A first-person tale of a private detective meeting a strange amnesiac man with capacious pockets (guess who), this is little more than a framing device for those other stories.  And okay, it’s not a bad framing device.  It reads just like a first-person private eye story ought to: the guy’s a healthily suspicious American wiseass, and the Doctor is an apparently unsolvable mystery.  Not knowing where else to start, he takes the Doctor to a psychometrist and has him “read” the objects in his pocket.  Each object has a story to tell, and presto, Decalog.  Two major points to pick on here, I suppose:

1) Walker’s portion of the story has a few arresting scenes, in particular an eerily out-of-character moment where the Doctor goes to bludgeon a man with a rock.  There’s a certain atmosphere to the psychometrist’s home.  And putting all the Playback bits in bold type is a neat way to tell the stories apart.  But it’s filler, no getting away from that, with all those in-between bits being especially flimsy.  They’re the narrative equivalent of getting up to change discs.  In the end, when it turns out one of those bits heralded a clue, I went back and read it again to make sure I hadn’t missed it.  Turns out it was pretty low-key after all, but even so, it’s difficult to engage with one-and-a-bit pages stuffed between obviously unconnected stories.

2) They are unconnected.  I’m guessing each writer had a brief of “Write a story with an object in it,” but that’s as far as the link goes, with the object often being the most forgettable aspect.  So when the ending rolls around, and it does reprise some ideas from earlier – spoiler alert, none of my favourites – it still doesn’t pay off the rigmarole of telling a bunch of stories about the Doctor.  Only one of stories was relevant, and goodie, it was the ethnic cleansing one.  (Spoiler – oh, dang it.  But I guess I don’t mind spoiling bad bits.  “The Holocaust Was Aliens” is an embarrassingly silly kind of revisionism, especially when you rush it like this.)

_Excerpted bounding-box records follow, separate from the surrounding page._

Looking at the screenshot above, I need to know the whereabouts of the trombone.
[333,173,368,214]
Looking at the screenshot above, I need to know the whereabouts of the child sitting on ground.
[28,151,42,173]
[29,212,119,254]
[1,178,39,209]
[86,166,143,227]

Playback is fine for what it is: the somewhat thankless job of getting us from A to B.  As for Decalog, it’s an experiment, and it’s neither entirely successful nor a failure.  The stories are mostly enjoyable (with the notable exception of Fascination – too late to send it back?), although they tend to struggle with the format.  It must be hard to go from writing full-length novels to cramming this stuff into a fraction of one, and it would perhaps be unfair to expect them all to land on their feet first time.  I’d still recommend Duke Of Dominoes, Scarab Of Death, Book Of Shadows and Lackaday Express to varying degrees, and I’ll approach the next batch with optimism.  This could work.